Date of this Version
Published in Hidden Stories/Human Lives: Proceedings of the Textile Society of America 17th Biennial Symposium, October 15-17, 2020. https://digitalcommons.unl.edu/tsaconf/
Similar to most pre-modern guilds and crafts around the world, the silk craft had origin-stories and patron saints to provide its practitioners with “historical” background and institutional heredity. In the early modern Safavid era— as discussed in a rare silk-weaving treatise in Persian titled The Treatise of Silk-Weaving and Grasping the Grip of the Shuttle (Resāleh-e yeh Shaʿrbāfi va Gereftan-e Qabzeh-e yeh Māku) dated October 18, 1606—the origin-story of sericulture and silk-weaving has been woven into the Biblical/Qur’anic narrative of Job (Ayyoub). The contemporary Ottoman futuwwatnama literature gives similar narratives; however, the story of Job in the Bible and Qur’an, as well as the qisas al-anbiya’ literature (stories of the prophets) prior to the sixteenth century do not reflect any associations with silk and sericulture.

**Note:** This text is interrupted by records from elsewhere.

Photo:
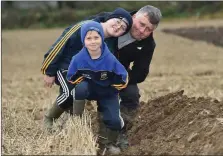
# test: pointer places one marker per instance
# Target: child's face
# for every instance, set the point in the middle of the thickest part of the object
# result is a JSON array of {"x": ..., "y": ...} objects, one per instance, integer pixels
[
  {"x": 93, "y": 41},
  {"x": 116, "y": 27}
]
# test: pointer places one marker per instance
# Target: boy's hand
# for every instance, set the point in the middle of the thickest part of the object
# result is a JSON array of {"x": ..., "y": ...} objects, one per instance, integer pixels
[{"x": 49, "y": 81}]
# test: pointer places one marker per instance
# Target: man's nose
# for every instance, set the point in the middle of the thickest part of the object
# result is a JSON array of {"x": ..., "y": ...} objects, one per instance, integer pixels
[
  {"x": 118, "y": 26},
  {"x": 142, "y": 30}
]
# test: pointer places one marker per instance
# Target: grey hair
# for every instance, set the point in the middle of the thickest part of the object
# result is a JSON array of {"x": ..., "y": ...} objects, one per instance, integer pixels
[{"x": 153, "y": 13}]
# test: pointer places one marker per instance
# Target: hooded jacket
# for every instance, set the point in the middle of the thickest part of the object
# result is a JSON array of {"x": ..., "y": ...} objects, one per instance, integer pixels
[
  {"x": 69, "y": 44},
  {"x": 105, "y": 71}
]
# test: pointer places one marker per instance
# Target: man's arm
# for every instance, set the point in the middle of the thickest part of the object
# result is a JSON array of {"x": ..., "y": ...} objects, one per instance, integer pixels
[
  {"x": 52, "y": 57},
  {"x": 121, "y": 78},
  {"x": 141, "y": 65}
]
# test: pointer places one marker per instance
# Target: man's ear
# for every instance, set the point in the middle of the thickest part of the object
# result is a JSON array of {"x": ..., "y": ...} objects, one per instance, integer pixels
[{"x": 133, "y": 16}]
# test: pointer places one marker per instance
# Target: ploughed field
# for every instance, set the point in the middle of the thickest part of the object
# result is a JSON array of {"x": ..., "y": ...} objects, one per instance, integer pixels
[{"x": 181, "y": 99}]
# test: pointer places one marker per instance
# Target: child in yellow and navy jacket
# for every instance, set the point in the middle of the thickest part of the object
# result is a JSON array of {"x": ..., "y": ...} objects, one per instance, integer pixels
[{"x": 98, "y": 75}]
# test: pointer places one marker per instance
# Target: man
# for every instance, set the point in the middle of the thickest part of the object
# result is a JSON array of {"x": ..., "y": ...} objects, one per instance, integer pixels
[{"x": 136, "y": 47}]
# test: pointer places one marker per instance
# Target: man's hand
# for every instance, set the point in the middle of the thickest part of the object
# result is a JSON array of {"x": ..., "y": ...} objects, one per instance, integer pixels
[{"x": 49, "y": 81}]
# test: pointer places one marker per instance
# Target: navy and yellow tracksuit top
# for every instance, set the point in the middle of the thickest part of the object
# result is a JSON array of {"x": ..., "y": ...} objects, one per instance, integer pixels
[{"x": 105, "y": 71}]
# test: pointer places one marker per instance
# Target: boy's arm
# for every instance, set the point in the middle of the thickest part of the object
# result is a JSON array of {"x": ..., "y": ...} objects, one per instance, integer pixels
[
  {"x": 121, "y": 79},
  {"x": 73, "y": 75},
  {"x": 50, "y": 64}
]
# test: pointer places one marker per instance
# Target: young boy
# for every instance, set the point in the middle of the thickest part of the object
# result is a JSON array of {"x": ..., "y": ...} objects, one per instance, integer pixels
[
  {"x": 99, "y": 76},
  {"x": 57, "y": 59}
]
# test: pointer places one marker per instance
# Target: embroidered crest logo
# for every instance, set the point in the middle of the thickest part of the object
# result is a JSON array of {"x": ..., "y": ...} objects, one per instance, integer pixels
[{"x": 104, "y": 76}]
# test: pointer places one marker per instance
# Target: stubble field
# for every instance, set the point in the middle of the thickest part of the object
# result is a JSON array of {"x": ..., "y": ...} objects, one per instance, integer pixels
[{"x": 170, "y": 121}]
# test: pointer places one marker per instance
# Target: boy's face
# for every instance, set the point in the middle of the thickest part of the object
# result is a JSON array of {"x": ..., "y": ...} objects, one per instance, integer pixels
[
  {"x": 93, "y": 41},
  {"x": 141, "y": 27},
  {"x": 116, "y": 27}
]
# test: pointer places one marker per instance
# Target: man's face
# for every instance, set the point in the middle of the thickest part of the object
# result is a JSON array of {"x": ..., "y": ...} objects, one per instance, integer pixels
[
  {"x": 93, "y": 41},
  {"x": 116, "y": 27},
  {"x": 141, "y": 27}
]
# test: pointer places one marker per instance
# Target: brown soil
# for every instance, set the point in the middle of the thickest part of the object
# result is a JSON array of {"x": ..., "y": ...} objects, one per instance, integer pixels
[
  {"x": 209, "y": 34},
  {"x": 169, "y": 121},
  {"x": 175, "y": 124}
]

This paper discusses a divergence in the Biblical/Qur’anic story of Job in the context of the early modern global silk trade. It argues that a section discussing the origin of sericulture was added to the original story of Job in the Islamic context during the sixteenth century to raise the silk craft’s socio-religious status by embedding the mystical origin-story of the craft. This quest for socio-religious recognition stemmed from the robust silk industry and trade boosted by the eastward flow of New World silver to Europe during the sixteenth century. As a result, the introduction of American silver into global currency circulation contributed to an evolution of the Biblical/Qur’anic story of Job in the early modern Islamic world.
This study provides an alternative perspective to the socio-economic and political interconnectivity of the Islamic world and the global economy of early modern textiles. It sheds light on the socio-economic structure of the sericulture and textile industry of the Islamic world as a key actor in the network of the early modern world-system.